Landlords are also facing challenges because many of their tenants with long-term leases are looking to save money by subletting their existing unused space. Unfortunately, this creates an additional overhang on the commercial real estate market because sublets are available at considerably lower rates than regular tenancies offered by the building owners.
This is a story that will take some time to play out as commercial real estate continues to reset and office leases mature. And as banks deal with the repercussions from loans they made when money was cheap, we may eventually see a full-blown crisis since most banks operate with a very thin layer of equity as well. This creates a solvency problem which makes it impossible for many banks to absorb large write downs in their loan portfolios.
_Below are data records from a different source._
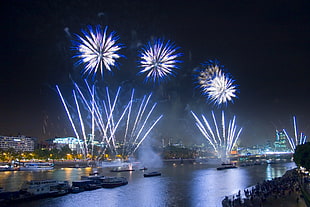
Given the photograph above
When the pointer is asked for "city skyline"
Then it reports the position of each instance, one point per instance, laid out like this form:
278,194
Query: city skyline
263,45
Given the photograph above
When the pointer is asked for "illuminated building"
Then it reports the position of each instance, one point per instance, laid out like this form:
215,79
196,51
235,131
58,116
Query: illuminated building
72,142
18,143
280,144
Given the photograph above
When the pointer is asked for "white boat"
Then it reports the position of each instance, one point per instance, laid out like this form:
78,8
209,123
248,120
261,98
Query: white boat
28,166
45,187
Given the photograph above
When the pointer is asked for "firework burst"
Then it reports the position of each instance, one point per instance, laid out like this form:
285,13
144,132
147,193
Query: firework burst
97,50
158,60
221,139
100,118
215,84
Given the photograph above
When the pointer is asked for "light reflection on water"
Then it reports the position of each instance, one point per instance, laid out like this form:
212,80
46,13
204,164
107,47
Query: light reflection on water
179,185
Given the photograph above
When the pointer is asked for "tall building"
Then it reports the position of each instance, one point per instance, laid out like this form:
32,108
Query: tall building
280,144
19,143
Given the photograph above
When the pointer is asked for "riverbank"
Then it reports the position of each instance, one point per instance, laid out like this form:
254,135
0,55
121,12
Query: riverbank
285,191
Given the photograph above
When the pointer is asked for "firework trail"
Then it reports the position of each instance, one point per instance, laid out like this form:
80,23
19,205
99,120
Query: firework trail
221,139
97,50
215,84
158,60
297,140
121,129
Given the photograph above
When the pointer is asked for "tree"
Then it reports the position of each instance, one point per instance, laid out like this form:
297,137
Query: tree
302,155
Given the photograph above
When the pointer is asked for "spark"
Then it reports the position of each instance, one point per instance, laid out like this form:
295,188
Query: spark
215,84
158,60
222,140
97,50
119,128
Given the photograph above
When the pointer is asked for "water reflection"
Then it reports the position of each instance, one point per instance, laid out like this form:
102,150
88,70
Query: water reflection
179,185
208,184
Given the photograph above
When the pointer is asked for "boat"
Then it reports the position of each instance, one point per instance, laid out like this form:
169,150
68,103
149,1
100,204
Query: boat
226,166
112,182
45,188
144,168
28,166
122,169
152,174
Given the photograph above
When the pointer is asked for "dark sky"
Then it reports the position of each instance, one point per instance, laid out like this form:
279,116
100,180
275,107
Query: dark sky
265,45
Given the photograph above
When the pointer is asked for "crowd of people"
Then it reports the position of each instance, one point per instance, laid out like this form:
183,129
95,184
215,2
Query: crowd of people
261,193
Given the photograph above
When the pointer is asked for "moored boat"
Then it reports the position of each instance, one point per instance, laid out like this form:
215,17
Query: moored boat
112,182
226,166
152,174
28,166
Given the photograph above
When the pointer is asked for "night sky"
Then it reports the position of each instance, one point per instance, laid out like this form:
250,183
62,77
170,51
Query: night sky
264,45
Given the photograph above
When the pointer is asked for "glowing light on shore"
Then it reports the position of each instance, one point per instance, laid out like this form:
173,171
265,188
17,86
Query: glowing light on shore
296,140
97,50
221,139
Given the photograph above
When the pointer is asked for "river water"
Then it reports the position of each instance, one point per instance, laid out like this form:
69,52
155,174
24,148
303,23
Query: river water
192,185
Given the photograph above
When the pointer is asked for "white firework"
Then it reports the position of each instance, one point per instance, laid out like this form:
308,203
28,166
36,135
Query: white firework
97,50
220,89
159,60
215,84
221,139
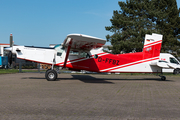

The real problem with WeWork, and many of the other companies that are now in distress, is that the business model only works if it is financed with excessive and cheap leverage. Such a business doesn’t have the cashflow to continue servicing existing debt and it can’t afford to borrow any more.
There was some good news about interest rates when the Federal Reserve announced after its most recent meeting that it was done with rate hikes for this year. However, Chairman Powell did indicate that additional increases are not off the table depending on how the economy performs over the next few months. And with the current Fed funds rate of 5.25-5.50% it is already getting harder for companies already carrying significant debt, borrowing more money is getting close to impossible. Moreover, the Fed’s monthly rounds of quantitative tightening (reducing its balance sheet by ~$60 BN per month) puts additional pressure on interest rates.
Difficult fixed-income market conditions are certainly a major factor driving some of the high-profile bankruptcies that we have seen of late. In addition to WeWork, examples include Rite Aid
RAD
, ATM maker Diebold Nixdorf, Bed Bath & Byond, Tupperware Brands
TUP
, Diamond Sports, National CineMedia, and Party City. They are not the only companies in that position, just some of the most prominent ones.
In essence, much of this distress is the result of massive secular changes brought about by advances in technology that have really revamped the playing field coupled with the usual culprit—an overleveraged balance sheet. It doesn’t matter if we are talking about a new economy company like WeWork or an old-style brick and mortar retailer like Rite Aid or Bed Bath & Beyond. Companies that take on more debt than the business can support can and do fail spectacularly.
The more things change, the more the basics remain the same.